Rúben Amorim frisou no final da temporada passada não haver ninguém da formação que possa subir e ocupar a posição de lateral-direito, firmando, publicamente, a vontade de contar com um ala capaz de ser alternativa a Pedro Porro. E esse desejo continua a ser comunicado continuamente à Direção, pese as dificuldades negociais reconhecidas e sabidas.
Frederico Varandas e Hugo Viana, presidente e diretor desportivo do Sporting, sabem que Rúben Amorim gosta das características de Esgaio, sabem que o lateral não precisará de muito tempo para se adaptar às ideias de jogo e que já integrou uma linha de cinco defesas com o atual treinador do Sporting quando esteve no Minho. Os leões, cientes da dureza do processo, têm outros jogadores referenciados, como acontece com qualquer posição, porém, ao que O JOGO apurou, o clube continua num jogo de paciência para negociar o atleta de 28 anos, pelo qual, neste momento estão dispostos a ir até aos 5 M€.
As relações negociais com António Salvador têm sido profícuas.

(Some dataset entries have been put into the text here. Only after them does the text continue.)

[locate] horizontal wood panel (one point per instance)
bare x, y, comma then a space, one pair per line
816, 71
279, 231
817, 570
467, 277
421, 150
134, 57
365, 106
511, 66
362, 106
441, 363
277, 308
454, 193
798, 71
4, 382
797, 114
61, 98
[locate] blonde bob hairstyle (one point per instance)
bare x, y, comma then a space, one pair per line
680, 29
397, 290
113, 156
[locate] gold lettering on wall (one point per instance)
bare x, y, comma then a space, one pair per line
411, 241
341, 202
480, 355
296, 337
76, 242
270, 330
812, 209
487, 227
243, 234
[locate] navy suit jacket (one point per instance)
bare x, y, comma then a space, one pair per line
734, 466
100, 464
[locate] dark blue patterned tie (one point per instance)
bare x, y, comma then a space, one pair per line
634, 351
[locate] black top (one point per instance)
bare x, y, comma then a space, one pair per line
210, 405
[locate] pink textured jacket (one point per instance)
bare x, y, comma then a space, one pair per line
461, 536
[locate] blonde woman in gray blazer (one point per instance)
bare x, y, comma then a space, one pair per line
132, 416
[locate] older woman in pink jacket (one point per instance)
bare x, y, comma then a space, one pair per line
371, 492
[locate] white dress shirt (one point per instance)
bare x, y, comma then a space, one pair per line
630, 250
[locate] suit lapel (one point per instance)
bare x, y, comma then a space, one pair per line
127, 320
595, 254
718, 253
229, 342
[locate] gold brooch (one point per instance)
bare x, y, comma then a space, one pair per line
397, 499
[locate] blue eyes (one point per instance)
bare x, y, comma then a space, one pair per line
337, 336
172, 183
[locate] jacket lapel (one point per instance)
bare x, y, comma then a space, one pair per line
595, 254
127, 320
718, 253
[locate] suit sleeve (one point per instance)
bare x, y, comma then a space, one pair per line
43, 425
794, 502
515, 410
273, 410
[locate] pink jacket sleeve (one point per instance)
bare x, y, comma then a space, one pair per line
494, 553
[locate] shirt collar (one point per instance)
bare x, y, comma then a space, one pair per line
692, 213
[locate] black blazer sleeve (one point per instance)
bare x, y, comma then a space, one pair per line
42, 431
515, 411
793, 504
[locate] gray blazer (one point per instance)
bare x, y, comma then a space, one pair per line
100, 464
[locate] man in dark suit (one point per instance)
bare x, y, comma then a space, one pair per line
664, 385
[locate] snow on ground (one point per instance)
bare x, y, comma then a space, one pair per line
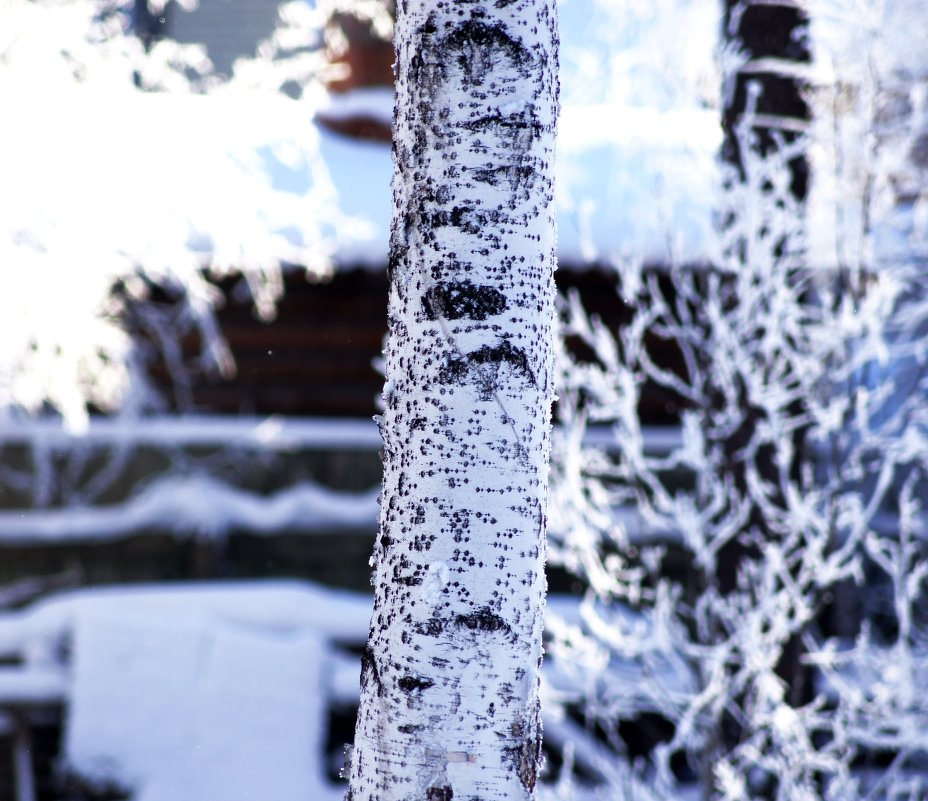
194, 693
210, 692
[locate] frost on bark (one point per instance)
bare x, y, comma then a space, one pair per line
449, 698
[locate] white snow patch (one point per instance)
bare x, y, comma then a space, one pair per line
200, 506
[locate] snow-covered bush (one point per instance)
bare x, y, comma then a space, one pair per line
756, 633
131, 165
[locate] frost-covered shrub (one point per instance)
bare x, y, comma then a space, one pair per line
756, 589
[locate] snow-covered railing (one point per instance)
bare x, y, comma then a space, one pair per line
204, 506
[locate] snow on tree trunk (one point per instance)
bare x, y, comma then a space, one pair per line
449, 698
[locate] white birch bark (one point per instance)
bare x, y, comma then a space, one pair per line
449, 698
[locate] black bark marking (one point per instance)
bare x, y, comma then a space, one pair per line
456, 300
482, 620
431, 627
409, 728
516, 175
526, 756
457, 369
465, 218
479, 47
369, 670
411, 684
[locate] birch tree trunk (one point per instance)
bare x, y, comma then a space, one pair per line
449, 679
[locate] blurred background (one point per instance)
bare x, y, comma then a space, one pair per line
194, 220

Os arsenalistas compraram Borja por 3 M€ - os leões ainda ajudam a pagar parte do salário - e o Braga recebeu Sporar por empréstimo, isto enquanto o Sporting adquiriu Paulinho por 16 M€. Ora, Esgaio, que foi envolvido no negócio de Battaglia, quando o argentino em 2017 rumou ao Sporting por 4,5 M€, continua a ser cobiçado pelo clube que o formou. Os leões tentam novamente incluir jogadores de modo a baixar a fasquia dos 10 M€, mas António Salvador não desarma.

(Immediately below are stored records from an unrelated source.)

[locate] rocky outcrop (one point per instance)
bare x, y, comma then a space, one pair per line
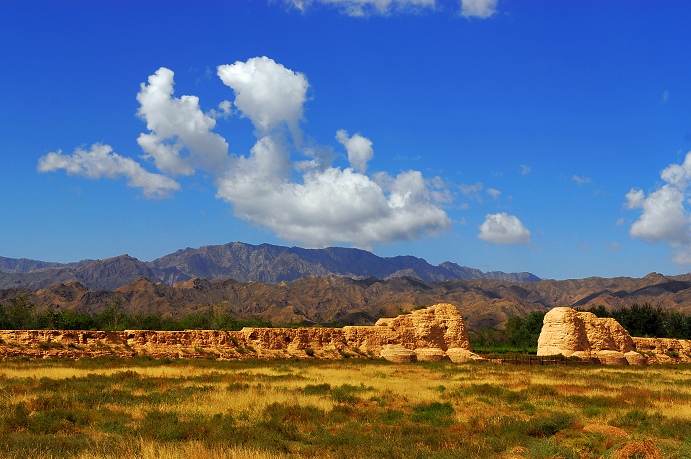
664, 350
584, 335
423, 335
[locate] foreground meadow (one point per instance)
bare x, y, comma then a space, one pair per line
115, 408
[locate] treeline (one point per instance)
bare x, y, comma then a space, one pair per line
519, 334
648, 321
21, 314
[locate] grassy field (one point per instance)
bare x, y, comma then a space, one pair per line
115, 408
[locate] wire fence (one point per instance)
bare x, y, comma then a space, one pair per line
523, 359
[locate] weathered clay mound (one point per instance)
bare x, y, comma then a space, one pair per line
582, 334
424, 335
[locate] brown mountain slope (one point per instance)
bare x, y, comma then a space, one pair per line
334, 299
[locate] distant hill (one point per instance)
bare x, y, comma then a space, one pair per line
265, 263
342, 300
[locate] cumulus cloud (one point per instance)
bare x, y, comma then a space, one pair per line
478, 8
494, 193
503, 228
330, 205
100, 161
581, 180
306, 199
267, 93
359, 149
665, 217
472, 191
178, 125
361, 8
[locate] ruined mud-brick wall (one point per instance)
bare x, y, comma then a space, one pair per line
584, 335
429, 334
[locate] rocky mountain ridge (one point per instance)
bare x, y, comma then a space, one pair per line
329, 300
266, 263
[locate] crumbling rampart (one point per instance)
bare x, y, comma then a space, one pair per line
433, 333
584, 335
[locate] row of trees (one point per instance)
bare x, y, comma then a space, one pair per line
519, 334
21, 314
646, 320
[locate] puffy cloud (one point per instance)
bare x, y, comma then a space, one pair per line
101, 161
306, 199
494, 193
613, 247
359, 149
478, 8
360, 8
678, 175
581, 180
330, 205
664, 216
472, 191
177, 125
503, 228
267, 93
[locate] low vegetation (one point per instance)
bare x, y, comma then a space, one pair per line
21, 314
646, 320
519, 335
112, 408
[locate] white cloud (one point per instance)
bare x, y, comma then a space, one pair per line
581, 180
613, 247
678, 175
682, 257
306, 199
330, 205
472, 191
503, 228
494, 193
178, 125
478, 8
664, 217
267, 93
101, 161
361, 8
359, 149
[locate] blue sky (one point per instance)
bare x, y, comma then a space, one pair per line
542, 136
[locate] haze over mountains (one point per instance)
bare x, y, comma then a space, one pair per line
265, 263
322, 286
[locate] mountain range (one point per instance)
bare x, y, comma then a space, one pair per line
329, 300
315, 286
242, 262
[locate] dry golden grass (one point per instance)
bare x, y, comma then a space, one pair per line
367, 408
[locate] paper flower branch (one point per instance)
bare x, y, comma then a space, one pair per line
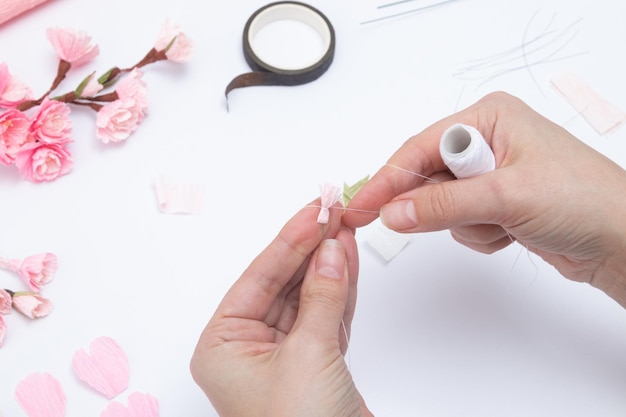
35, 132
36, 271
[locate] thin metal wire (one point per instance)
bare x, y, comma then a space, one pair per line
419, 9
395, 3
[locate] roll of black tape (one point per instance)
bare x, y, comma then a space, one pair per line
266, 74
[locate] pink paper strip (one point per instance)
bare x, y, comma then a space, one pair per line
603, 116
12, 8
139, 405
41, 395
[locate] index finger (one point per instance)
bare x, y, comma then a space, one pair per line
254, 292
415, 161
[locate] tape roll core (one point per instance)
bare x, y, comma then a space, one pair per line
267, 74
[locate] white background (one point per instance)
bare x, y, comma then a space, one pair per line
439, 331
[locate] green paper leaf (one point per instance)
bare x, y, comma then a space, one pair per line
349, 191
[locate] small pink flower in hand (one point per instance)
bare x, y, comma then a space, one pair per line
52, 124
5, 302
3, 330
72, 46
177, 45
38, 162
37, 270
14, 126
31, 304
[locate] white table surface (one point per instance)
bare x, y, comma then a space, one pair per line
440, 330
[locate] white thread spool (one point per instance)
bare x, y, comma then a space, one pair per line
465, 152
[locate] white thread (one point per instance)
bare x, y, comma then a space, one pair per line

Braga estabelece fasquia dos 10 M€ por Esgaio e não aceita inclusão de jogadores no negócio. Sporting joga com a paciência
O Sporting considera esse um valor elevado para investir num jogador para aquela posição, já tendo decidido investir em Porro primeiramente. Ainda assim, o negócio de Esgaio está longe de ter caído e o pedido expresso de Amorim vai merecer um forcing por parte dos responsáveis verdes e brancos, que continuam a trabalhar nas sondagens ao mercado cientes de que, em ano de Europeu, os negócios arrastam-se até final da competição.
As possíveis valorizações de Nuno Mendes, de Pote ou Palhinha, por exemplo, devem ser tidas em equação, sendo que, dos excedentários, o Sporting tenciona realizar pelo menos 10 M€. Jovane e Matheus Nunes são negociáveis e podem render 30 M€ em conjunto. Logo, Esgaio continua um negócio possível.